Omdat de situatie afgelopen winter zo snel veranderde, was ook een acute omschakeling nodig bij de reclassering. Het inmiddels bekende verhaal: meer thuiswerken en dus meer videobellen met partners en cliënten. Het spreekuur Huiselijk Geweld vond online plaats. “En ook de reclasseringsadviezen werden toegespitst op de lockdown”, vertelt Schmitz. “Aandacht voor time-outs werd belangrijker. Je kan elkaar moeilijker ontvluchten, zoals je voorheen misschien deed. Maar hoe kan je jezelf én de ander in de huidige situatie toch rust geven?”

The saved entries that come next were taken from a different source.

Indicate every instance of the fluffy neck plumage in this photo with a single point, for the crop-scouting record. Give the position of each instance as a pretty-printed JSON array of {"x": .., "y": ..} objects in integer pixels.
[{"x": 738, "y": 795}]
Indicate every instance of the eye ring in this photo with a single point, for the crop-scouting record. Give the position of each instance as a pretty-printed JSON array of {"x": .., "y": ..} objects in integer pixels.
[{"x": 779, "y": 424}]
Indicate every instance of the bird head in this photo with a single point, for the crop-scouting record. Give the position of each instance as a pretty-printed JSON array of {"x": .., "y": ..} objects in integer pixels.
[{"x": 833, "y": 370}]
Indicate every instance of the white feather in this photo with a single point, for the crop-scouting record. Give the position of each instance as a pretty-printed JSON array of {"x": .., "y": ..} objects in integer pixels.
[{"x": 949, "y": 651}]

Mensen uit alle lagen van de samenleving kunnen de grip helemaal kwijtraken door een bepaalde situatie, benadrukt Schmitz. “Het bouwt op. Tot ze flippen, gaan slaan, domineren of stalken. Dat valt niet goed te praten, maar ik heb zoveel casussen gezien waarin stress zo erg oploopt. Als mensen dan niet op tijd een uitlaatklep vinden, kunnen ze doorslaan.”
(tekst loopt door onder foto)
Reclassering
Als de politie ingrijpt bij een zaak waarin huiselijk geweld een rol speelt, komt de reclassering in beeld. Adviseurs bespreken en onderzoeken wat er speelt. De reclasseringsmedewerker trekt op met andere hulp- en dienstverleners. Ook familie en vrienden van de verdachte - en daarmee vaak ook die van het slachtoffer – worden betrokken. De reclassering denkt dus mee in een multidisciplinair team en adviseert uiteindelijk het Openbaar Ministerie over de stappen die nodig zijn om escalatie of herhaling te voorkomen.
“Maak goede afspraken”, zeggen Schmitz en haar collega’s vaak tegen cliënten. “Het zit in heel praktische dingen. Frustraties en irritaties lopen op als je steeds bij elkaar zit, zeker als er een bepaalde dynamiek bestaat tussen twee personen. Maar je hoeft niet de hele tijd in dezelfde ruimte te zitten, als je daar afspraken over kunt maken. Soms is de beste oplossing dat iemand tijdelijk bij vrienden of familie gaat wonen. Het is belangrijk dat er thuis meer rust komt.” Juist vanuit het oogpunt van die rust gelooft Schmitz zo sterk in de multidisciplinaire én snelle aanpak van het spreekuur Huiselijk Geweld. “Zorg en straf moeten samengaan, we hebben als organisaties elkaars informatie en expertise nodig.”
Schmitz heeft zich dit jaar meer zorgen gemaakt. “Vooral om kinderen. Spanning in huis is funest, dat voelen ze aan. Hoe gaan kinderen daar woorden aan geven? En waar kunnen ze dan heen? Dat vind ik zorgelijk. Altijd al, maar zeker toen kinderen maandenlang niet naar school konden. Huiselijk geweld maakt zo veel slachtoffers.”
Ik doe iets
Nu mensen elkaar minder tegenkomen op verjaardagsfeestjes, school of de sportclub, blijft huiselijk geweld vaker verborgen. Daarom is het extra belangrijk dat mensen iets doen als ze twijfelen over de veiligheid van een ander; een kleine stap kan een groot verschil maken. Op de website ikvermoedhuiselijkgeweld.nl zijn tips en adviezen te vinden die je kunt gebruiken als je bang bent dat iemand thuis in een onveilige situatie verkeert.